Gastroduodenal manometry-A thin plastic tube is led from your throat down into the stomach and small intestine. The tube is sensitive to and can measure pressure. This tube is hooked up to a computer that can tell your doctor about the peristaltic waves of your stomach: whether they are fast enough, strong enough, and are well-coordinated with meal times. While this test is useful for distinguishing between the various stomach conditions related to motility, the test isn’t available at every facility, and isn’t often needed to make a diagnosis of gastroparesis.
Upper gastrointestinal endoscopy or Upper GI-This test is performed to rule out conditions other than gastroparesis which might cause delayed gastric emptying. In this test, a tube containing a miniature camera is swallowed and this allows the doctor to see any blockages of the stomach and small intestine.

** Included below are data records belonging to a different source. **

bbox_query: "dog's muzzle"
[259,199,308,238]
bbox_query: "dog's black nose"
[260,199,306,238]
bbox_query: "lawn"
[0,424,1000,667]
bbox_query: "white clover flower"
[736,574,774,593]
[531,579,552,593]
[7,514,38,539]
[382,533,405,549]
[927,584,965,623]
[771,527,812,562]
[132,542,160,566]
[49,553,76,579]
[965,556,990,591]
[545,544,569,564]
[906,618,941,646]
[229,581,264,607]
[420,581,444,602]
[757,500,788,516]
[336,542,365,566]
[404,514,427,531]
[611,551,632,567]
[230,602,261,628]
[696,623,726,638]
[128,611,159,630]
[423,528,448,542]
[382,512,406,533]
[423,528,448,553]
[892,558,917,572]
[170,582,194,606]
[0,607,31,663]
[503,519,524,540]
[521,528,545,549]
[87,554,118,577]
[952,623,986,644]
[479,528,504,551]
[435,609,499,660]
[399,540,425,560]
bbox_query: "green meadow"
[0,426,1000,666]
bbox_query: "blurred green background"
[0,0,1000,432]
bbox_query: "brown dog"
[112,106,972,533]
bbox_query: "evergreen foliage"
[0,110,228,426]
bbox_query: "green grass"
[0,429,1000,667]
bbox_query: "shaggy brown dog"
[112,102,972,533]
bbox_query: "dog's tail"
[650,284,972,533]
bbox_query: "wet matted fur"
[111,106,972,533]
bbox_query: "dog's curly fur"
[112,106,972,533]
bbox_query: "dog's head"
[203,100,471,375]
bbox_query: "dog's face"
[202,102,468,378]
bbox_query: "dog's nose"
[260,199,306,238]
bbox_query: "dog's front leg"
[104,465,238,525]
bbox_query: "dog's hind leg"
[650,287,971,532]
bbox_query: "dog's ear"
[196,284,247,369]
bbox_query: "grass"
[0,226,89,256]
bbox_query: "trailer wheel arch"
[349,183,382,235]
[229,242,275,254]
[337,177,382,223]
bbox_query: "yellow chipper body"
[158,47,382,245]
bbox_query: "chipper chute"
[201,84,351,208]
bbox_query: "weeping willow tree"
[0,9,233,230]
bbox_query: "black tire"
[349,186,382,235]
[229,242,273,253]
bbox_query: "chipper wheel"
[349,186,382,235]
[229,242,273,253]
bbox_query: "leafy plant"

Electrogastrogram-This procedure is still in its experimental stages and is similar to the electrocardiogram in that it measures electrical signals in a specific part of the body. The electrogastrogram measures the electrical signals in your stomach prior to and after meals. In a healthy stomach, these signals are regular and speed up after a meal is consumed, but in those with gastroparesis, the speed is irregular and doesn’t get faster after food is eaten, or may not be apparent at all.
Magnetic resonance imaging (MRI)-MRI employs a strong magnet and radio waves to make cross-sectional images of your body. MRI is used to diagnose many conditions and its advantages are that it’s not invasive and there’s no radiation involved in the procedure.